Боже, как хорошо поговорить с кем-то, кто не будет критиковать и осуждать ее. Кому наплевать на общественное мнение и нет дела ни до чего, кроме… нее самой.
— Все это время, Гаррет, я думала, что в тридцать лет унаследую трастовый фонд, который когда-то основала моя бабушка.
— Хорошо.
— Сумма изрядная. Несколько миллионов долларов.
— Это здорово.
— Дело в том, что существование трастового фонда оказывало сильное влияние на мой стиль жизни. Я люблю свою галерею, но всегда выбирала экспонаты, основываясь не на прибыли, которую может принести их продажа, а на том, насколько они впишутся в общую концепцию экспозиции. Я старалась выбирать то, что считала красивым. То, что, как я считала, обогатит всех нас, а не просто принесет мне хороший доход.
Гаррет не прерывал ее все это время, внимательно слушал. На его губах играла снисходительная улыбка. Когда он коснулся ее щеки, у него на лице явственно отразилась мысль о том, что она безнадежная идеалистка. И что это качество в ней ему нравится.
— И речь не только о галерее, но и обо всей добровольной общественной работе, которую я выполняю. Проекты, в которых я принимаю участие в загородном клубе, никогда не оплачиваются. И то, что я делаю для детей — я всегда уделяла этому много времени, потому что мне никогда не приходилось беспокоиться о доходах, понимаешь? Я всегда знала, что после тридцати лет унаследую приличное состояние.
— Очевидно, — тихо проговорил Гаррет, — все каким-то образом изменилось.
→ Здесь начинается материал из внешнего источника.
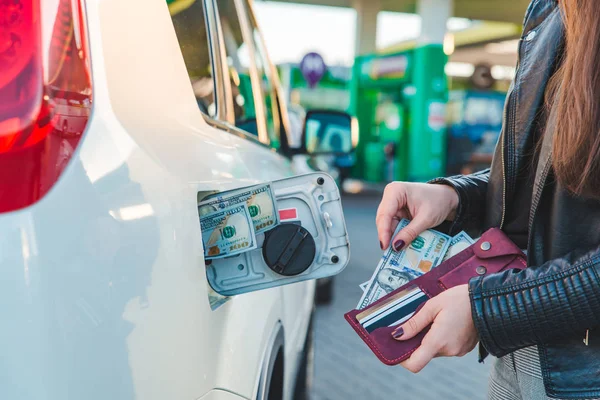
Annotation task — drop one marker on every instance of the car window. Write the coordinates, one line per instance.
(190, 26)
(267, 86)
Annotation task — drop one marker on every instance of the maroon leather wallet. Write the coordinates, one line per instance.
(493, 252)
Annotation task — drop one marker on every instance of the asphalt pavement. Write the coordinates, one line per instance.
(345, 368)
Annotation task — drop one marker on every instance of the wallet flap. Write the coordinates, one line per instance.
(478, 259)
(494, 243)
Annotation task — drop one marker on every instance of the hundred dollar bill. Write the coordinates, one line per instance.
(227, 232)
(397, 268)
(458, 243)
(260, 201)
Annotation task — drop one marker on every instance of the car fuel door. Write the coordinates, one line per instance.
(305, 239)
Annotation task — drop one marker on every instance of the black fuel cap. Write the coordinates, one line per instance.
(289, 249)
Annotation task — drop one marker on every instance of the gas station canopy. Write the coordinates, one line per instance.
(489, 10)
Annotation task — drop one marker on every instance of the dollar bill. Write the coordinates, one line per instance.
(397, 268)
(227, 232)
(260, 201)
(458, 243)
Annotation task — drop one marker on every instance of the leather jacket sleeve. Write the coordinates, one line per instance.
(471, 191)
(515, 309)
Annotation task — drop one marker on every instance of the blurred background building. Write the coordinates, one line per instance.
(426, 79)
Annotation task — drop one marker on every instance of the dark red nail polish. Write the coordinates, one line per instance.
(399, 245)
(398, 333)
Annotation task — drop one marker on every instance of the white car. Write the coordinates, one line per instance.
(115, 117)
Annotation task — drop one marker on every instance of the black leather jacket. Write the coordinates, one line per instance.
(555, 302)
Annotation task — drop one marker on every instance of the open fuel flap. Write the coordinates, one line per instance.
(307, 239)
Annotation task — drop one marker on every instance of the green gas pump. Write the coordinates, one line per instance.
(400, 102)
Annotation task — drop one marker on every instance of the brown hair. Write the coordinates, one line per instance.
(576, 142)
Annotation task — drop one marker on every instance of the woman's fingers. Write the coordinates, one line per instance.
(392, 203)
(420, 358)
(421, 320)
(410, 232)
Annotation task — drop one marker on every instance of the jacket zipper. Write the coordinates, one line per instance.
(538, 194)
(510, 112)
(506, 137)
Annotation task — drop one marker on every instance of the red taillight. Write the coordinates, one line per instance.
(45, 95)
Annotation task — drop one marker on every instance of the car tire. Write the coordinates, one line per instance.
(304, 378)
(324, 291)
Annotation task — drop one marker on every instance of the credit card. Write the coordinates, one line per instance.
(397, 314)
(390, 302)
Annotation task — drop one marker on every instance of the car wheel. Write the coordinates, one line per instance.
(324, 292)
(304, 379)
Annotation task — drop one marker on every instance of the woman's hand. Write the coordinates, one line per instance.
(452, 332)
(424, 204)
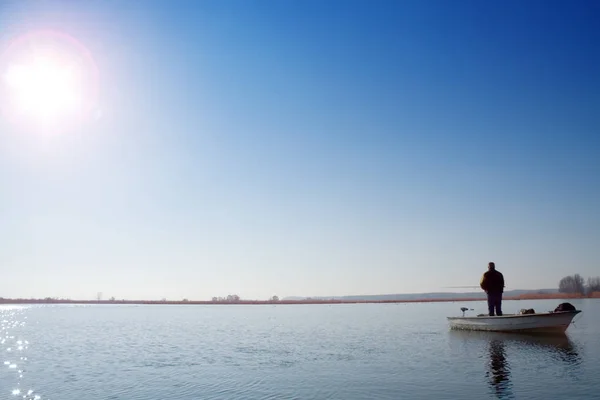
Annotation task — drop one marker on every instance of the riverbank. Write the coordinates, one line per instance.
(532, 296)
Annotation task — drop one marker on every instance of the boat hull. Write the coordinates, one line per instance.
(544, 323)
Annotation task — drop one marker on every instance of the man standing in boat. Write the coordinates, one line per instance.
(492, 282)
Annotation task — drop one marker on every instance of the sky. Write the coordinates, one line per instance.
(309, 148)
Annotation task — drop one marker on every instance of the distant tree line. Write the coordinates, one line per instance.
(575, 284)
(231, 298)
(234, 298)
Эмма энергично кивнула, сдерживая подступившие к горлу рыдания.
— Чего родители никогда не говорили мне — до вчерашнего дня, — это что к тридцати годам я должна быть замужем, чтобы унаследовать деньги.
— Что? — Глубокая морщина на лбу свидетельствовала о его замешательстве. Их разговор перестал быть милой постельной беседой, как только до него дошло, что у нее серьезная проблема.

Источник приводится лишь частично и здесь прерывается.